Hollywood highlighted this vocation in the 2018 Mother’s Day weekend release Tully, which stars Charlize Theron as an over-exhausted stay-at-home mom who enlists the help of a night nanny to stay with her newborn while she tries to get a good night’s sleep. The film delves deeply into post-partum depression through Theron’s character.
“I’m here to take care of you,” Tully, the film’s night nanny, says to Theron’s character as she appears on her doorstep.
That’s exactly what Lloyd and her team aim to do as well.
But the Elliotts were skeptical at first when a friend suggested they enlist the help of a night nanny.
“We definitely laughed it off at the time, we thought they were being a little over-indulgent,” said John.

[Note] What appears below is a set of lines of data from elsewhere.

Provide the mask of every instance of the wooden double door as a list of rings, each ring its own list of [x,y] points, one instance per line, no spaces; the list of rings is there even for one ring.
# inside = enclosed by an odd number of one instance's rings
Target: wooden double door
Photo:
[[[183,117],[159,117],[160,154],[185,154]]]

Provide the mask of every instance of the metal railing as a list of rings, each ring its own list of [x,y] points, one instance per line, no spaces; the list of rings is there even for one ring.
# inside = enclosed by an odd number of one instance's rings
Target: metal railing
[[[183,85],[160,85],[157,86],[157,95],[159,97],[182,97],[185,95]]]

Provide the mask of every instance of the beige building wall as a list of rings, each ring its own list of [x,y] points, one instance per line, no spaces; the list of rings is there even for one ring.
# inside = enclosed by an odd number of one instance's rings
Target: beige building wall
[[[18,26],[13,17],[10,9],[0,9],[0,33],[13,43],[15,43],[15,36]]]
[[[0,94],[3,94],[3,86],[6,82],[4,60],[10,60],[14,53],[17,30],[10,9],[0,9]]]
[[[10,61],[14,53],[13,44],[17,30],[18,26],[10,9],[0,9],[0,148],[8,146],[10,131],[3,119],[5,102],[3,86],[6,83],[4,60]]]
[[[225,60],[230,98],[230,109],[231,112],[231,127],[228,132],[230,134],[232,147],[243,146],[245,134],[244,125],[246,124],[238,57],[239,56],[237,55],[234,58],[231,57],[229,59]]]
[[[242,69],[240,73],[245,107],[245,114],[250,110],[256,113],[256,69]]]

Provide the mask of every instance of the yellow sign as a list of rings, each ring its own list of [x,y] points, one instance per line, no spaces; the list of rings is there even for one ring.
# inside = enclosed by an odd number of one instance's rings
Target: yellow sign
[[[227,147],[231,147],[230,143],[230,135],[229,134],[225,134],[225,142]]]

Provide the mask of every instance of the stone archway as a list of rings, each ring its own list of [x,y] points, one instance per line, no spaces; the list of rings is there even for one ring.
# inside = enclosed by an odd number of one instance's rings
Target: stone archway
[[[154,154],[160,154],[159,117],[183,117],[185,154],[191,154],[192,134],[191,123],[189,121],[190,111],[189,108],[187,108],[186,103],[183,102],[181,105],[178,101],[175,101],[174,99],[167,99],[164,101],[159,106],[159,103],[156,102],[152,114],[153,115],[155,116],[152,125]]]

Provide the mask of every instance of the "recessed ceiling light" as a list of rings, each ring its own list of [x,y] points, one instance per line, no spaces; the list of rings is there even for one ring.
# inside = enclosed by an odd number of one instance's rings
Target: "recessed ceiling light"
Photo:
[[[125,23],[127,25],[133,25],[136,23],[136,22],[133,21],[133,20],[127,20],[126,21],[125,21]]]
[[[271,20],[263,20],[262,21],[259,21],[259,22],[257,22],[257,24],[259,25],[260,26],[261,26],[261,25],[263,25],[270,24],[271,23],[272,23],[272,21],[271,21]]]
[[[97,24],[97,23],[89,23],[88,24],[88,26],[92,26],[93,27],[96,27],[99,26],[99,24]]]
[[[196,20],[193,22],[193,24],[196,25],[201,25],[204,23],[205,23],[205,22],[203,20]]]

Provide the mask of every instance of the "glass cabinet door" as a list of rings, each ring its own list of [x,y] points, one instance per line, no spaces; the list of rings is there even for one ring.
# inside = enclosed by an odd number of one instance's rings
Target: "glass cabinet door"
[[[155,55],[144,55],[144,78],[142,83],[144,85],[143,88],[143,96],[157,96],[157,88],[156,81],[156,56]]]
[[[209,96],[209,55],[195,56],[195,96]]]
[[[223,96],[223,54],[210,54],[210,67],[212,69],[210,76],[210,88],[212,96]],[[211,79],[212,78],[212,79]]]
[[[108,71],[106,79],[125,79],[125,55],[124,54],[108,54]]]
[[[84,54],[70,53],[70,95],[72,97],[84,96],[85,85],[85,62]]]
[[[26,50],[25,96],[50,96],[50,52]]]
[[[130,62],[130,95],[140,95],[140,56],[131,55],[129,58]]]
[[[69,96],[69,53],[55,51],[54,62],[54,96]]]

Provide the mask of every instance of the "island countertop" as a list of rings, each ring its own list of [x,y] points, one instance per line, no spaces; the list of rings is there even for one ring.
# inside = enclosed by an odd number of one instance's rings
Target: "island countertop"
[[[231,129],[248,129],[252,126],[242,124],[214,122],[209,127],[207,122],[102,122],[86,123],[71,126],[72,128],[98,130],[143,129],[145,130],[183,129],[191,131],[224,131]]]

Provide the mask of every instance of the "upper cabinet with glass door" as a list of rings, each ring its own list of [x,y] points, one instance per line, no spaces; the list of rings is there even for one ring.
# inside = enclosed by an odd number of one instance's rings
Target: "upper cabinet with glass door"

But when baby John was born, they realized they needed one. The service can cost thousands of dollars at first, but after a few weeks to months, parents are sleeping better and are able to wean themselves and their baby off of the need for a night nanny, the Elliotts said.
In fact, this type of postpartum care prompted the American College of Obstetricians and Gynecologists to push for policy changes in the United States that would encourage insurance companies to implement “reimbursement policies that support postpartum care.” Studies have shown postpartum in-home care can drastically improve the mental health of new parents and help infants hit important milestones.
“We usually teach parents how to read their child, how to anticipate what is coming next so that they are like almost two steps ahead of their child – so that their day AND their night can have this beautiful flow,” said Lloyd.
In the Netherlands, for example, new moms get newborn care and assistance from professionals in their home as part of their healthcare plan – a practice Lloyd said the U.S. should adopt.
“We kind of have this belief system in our culture which is ‘you got this,'” said Lloyd. “Parents internalize that and say ‘I should have this,’ so when it’s not going the way it should be going in the book or in the movie, they start putting it on themselves.”
At first, Kate Elliott thought she had failed as a mother. Now, she believes her night nanny empowered her to be a better mother.
“You pay a fair amount of money up front…but it’s an investment…and it pays dividends,” John said.
Even if a night nanny isn’t in your price range, Lloyd said there are other services you can look into, such as help with depression, newborn care or a birth doula to help you through the delivery process.
Today, baby John is happy, health and sleeping through the night. And so are his parents.
“Being a parent is tough – and it’s a total cliche but it does take a village,” said John. “And we didn’t have a village here. And so, they became our village.”
“Sleep is not just something that’s nice…it’s actually required,” said Lloyd. “This is why I do what I do, so that I can see that happy baby and those calm, balanced parents.”